You are viewing a plain text version of this content. The canonical link for it is here.
Posted to dev@nutch.apache.org by Apache Wiki <wi...@apache.org> on 2010/09/08 12:47:18 UTC
[Nutch Wiki] Update of "GORA_HBase" by JulienNioche
Dear Wiki user,
You have subscribed to a wiki page or wiki category on "Nutch Wiki" for change notification.
The "GORA_HBase" page has been changed by JulienNioche.

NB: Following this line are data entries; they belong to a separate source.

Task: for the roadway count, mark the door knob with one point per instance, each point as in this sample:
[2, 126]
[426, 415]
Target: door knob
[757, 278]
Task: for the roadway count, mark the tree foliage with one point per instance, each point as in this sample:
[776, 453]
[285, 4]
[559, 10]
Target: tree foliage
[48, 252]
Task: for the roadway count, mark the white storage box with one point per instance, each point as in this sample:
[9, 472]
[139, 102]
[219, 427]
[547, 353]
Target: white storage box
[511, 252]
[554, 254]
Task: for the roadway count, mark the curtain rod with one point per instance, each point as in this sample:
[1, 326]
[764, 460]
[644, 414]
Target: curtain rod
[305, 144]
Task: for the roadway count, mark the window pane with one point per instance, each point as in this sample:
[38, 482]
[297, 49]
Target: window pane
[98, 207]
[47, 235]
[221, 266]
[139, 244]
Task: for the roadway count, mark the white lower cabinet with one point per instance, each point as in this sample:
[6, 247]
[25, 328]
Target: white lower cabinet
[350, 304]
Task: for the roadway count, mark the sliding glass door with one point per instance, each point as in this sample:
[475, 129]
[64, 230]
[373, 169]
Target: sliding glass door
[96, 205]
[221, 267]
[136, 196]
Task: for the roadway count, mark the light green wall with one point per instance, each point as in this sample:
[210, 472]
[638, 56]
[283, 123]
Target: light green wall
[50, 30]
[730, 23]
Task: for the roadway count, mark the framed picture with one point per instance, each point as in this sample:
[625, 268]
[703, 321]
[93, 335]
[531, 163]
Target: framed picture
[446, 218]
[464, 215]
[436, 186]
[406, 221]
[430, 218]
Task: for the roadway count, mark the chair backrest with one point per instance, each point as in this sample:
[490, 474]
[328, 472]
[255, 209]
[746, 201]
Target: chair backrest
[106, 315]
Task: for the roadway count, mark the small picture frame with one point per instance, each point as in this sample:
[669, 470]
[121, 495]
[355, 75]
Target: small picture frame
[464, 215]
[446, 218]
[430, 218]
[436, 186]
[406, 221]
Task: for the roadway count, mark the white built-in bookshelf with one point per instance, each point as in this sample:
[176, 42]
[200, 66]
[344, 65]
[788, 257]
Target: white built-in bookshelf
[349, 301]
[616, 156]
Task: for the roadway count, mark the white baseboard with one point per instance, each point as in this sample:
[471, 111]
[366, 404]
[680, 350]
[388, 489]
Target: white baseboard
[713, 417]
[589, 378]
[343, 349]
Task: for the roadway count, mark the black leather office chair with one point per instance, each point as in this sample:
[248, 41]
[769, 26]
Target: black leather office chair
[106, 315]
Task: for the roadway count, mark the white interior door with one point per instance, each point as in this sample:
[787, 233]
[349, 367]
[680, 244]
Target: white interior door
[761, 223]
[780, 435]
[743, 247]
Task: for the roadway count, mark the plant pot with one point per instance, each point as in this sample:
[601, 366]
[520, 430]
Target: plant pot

http://wiki.apache.org/nutch/GORA_HBase
--------------------------------------------------
New page:
This document describes how to get Nutch 2.0 to use HBase as a backend for GORA and is based on the revision 993857 of the Nutch trunk
* Install and configure HBase 0.20.6
* Pull the GORA code and compile it
* Copy the jars from gora/gora-hbase/lib-ext to nutch/lib
* Add the following to nutch/ivy/ivy.xml
{{{
<dependency org="org.gora" name="gora-hbase" rev="0.1" conf="*->compile">
<exclude org="com.sun.jdmk"/>
<exclude org="com.sun.jmx"/>
<exclude org="javax.jms"/>
</dependency>
}}}
* Specify the GORA backend in nutch-site.xml
{{{
<property>
<name>storage.data.store.class</name>
<value>org.gora.hbase.store.HBaseStore</value>
<description>Default class for storing data</description>
</property>
}}}
* Add mapping file for hbase in conf/gora-hbase-mapping.xml
{{{
<?xml version="1.0" encoding="UTF-8"?>
<gora-orm>
<table name="webtable">
<family name="p"/> <!-- This can also have params like compression, bloom filters -->
<family name="f"/>
<family name="s"/>
<family name="il"/>
<family name="ol"/>
<family name="h"/>
<family name="mtdt"/>
<family name="mk"/>
</table>
<class table="webtable" keyClass="java.lang.String" name="org.apache.nutch.storage.WebPage">
<!-- fetch fields -->
<field name="baseUrl" family="f" qualifier="bas"/>
<field name="status" family="f" qualifier="st"/>
<field name="prevFetchTime" family="f" qualifier="pts"/>
<field name="fetchTime" family="f" qualifier="ts"/>
<field name="fetchInterval" family="f" qualifier="fi"/>
<field name="retriesSinceFetch" family="f" qualifier="rsf"/>
<field name="reprUrl" family="f" qualifier="rpr"/>
<field name="content" family="f" qualifier="cnt"/>
<field name="contentType" family="f" qualifier="typ"/>
<field name="protocolStatus" family="f" qualifier="prot"/>
<field name="modifiedTime" family="f" qualifier="mod"/>
<!-- parse fields -->
<field name="title" family="p" qualifier="t"/>
<field name="text" family="p" qualifier="c"/>
<field name="parseStatus" family="p" qualifier="st"/>
<field name="signature" family="p" qualifier="sig"/>
<field name="prevSignature" family="p" qualifier="psig"/>
<!-- score fields -->
<field name="score" family="s" qualifier="s"/>
<field name="headers" family="h"/>
<field name="inlinks" family="il"/>
<field name="outlinks" family="ol"/>
<field name="metadata" family="mtdt"/>
<field name="markers" family="mk"/>
</class>
</gora-orm>
}}}
* Compile Nutch -> ant runtime
* Make sure HBase is started and working properly
You should then be able to use it. Try going to'' $NUTCH_HOME/runtime/local/bin'' and do :
{{{
nutch inject /someseedDir
nutch readdb
}}}
You should find more details in the logs on ''$NUTCH_HOME/runtime/local/logs/hadoop.log''